SANTA CLARA, Calif. (AP) — Colin Kaepernick is standing behind his decision not to vote in the presidential election or even register to take part in the democratic process, saying he can effect change in other ways besides through a ballot.
The San Francisco 49ers quarterback has knelt through the national anthem all season to protest police brutality and the treatment of minorities, drawing criticism and acclaim alike. He took more heat for not voting last week.
“I thought a lot of different things about the process and what I could and couldn’t do,” he said Tuesday. “Once again, the system of oppression is what I have an issue with. … I don’t agree with the system of oppression and that’s something that I will continue to not agree with.”
For those wondering why he chose not to vote even on local issues that could influence what happens at home in the Bay Area, Kaepernick said, “There’s more than one way to create change.”
“I’m comfortable with everything that I’m saying, what I represent and who I am,” he said of his growth into an outspoken activist, given how much he once disliked speaking publicly. “At that point in time, there was a situation where I didn’t feel comfortable talking because I didn’t want my words used against me and now I know if I represent my words properly, what my stance is, who I am properly, that those words can’t be used against me.”
Kaepernick has perhaps bigger issues at work: His Niners (1-8) have lost eight straight games and have a daunting challenge ahead with Tom Brady and the AFC East-leading New England Patriots (7-2) coming to Levi’s Stadium on Sunday.

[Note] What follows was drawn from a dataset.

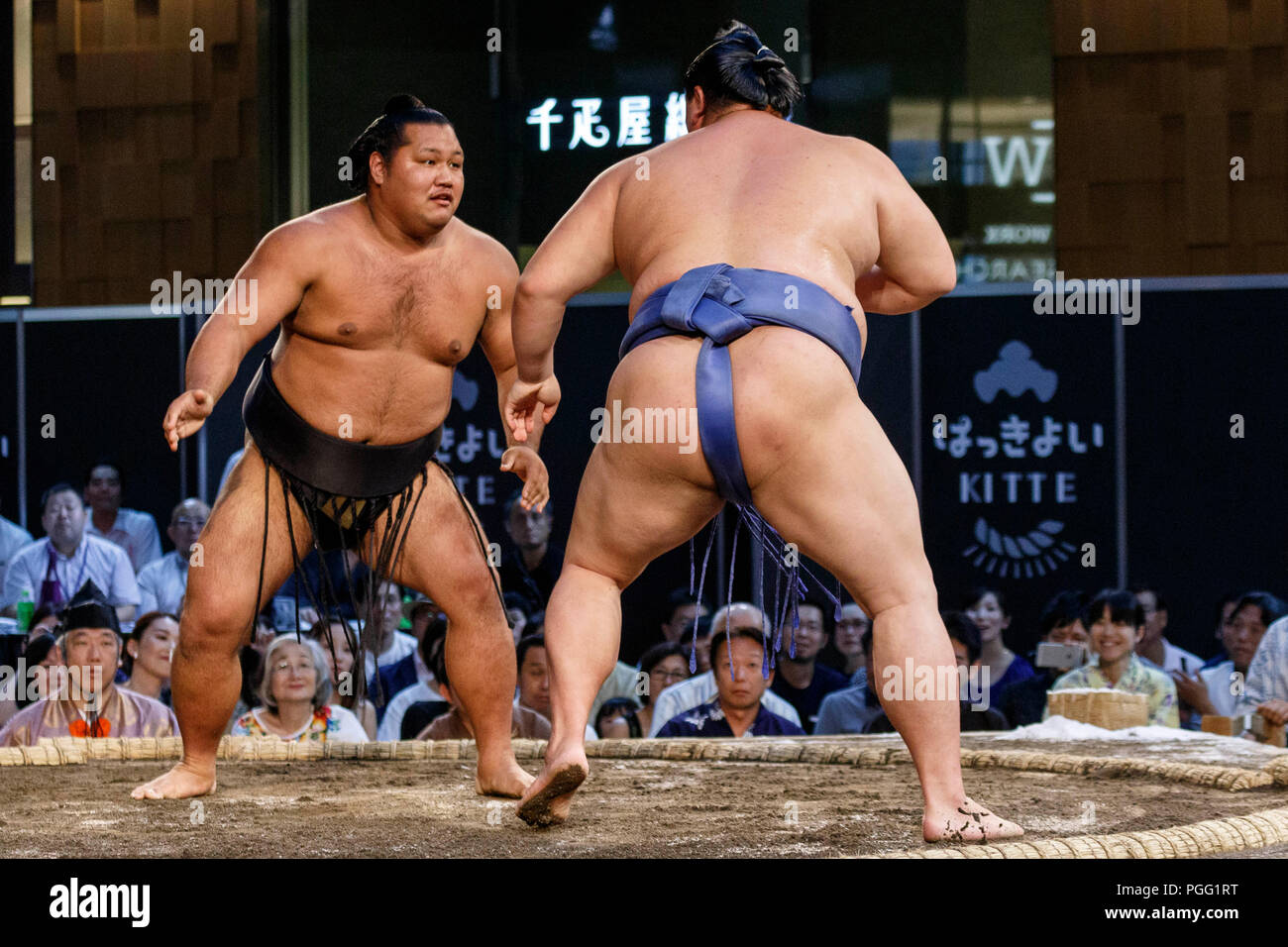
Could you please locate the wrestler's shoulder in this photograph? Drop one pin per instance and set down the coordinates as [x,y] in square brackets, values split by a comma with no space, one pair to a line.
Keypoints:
[487,250]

The 29-year-old Kaepernick regained his starting job from Blaine Gabbert last month. He has thrown five touchdown passes in four games with two interceptions and has been sacked 11 times — though he considers the offense to be making progress. And Kaepernick is back around his 2015 playing weight and feels healthy again following surgeries to his right thumb, left knee and non-throwing left shoulder, where he had a torn labrum repaired.
“I feel like I’m starting to get some of my wiggle back, some of the movement, starting to feel very comfortable with where my health is, how my body’s moving, those things,” he said.

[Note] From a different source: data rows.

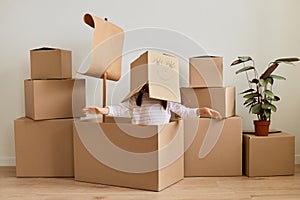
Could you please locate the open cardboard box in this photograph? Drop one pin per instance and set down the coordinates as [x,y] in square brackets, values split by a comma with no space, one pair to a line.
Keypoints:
[121,154]
[47,63]
[160,71]
[221,99]
[270,155]
[44,148]
[53,99]
[212,147]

Last Wednesday, following Donald Trump’s victory over Hillary Clinton, Kaepernick was asked his reaction to the election results.
“I really didn’t pay too close of attention because I have been very disconnected from the systematic oppression as a whole, so for me it’s another face that’s going to be the face of that system of oppression,” he said. “To me it really didn’t matter who went in there, the system’s still intact that oppresses people of color.”
After Sunday’s loss at Arizona, Kaepernick noted: “I think it would be hypocritical of me to vote. I said from the beginning I was against oppression, I was against the system of oppression. I’m not going to show support for that system.”
The Sacramento Bee first reported that Kaepernick has never registered to vote.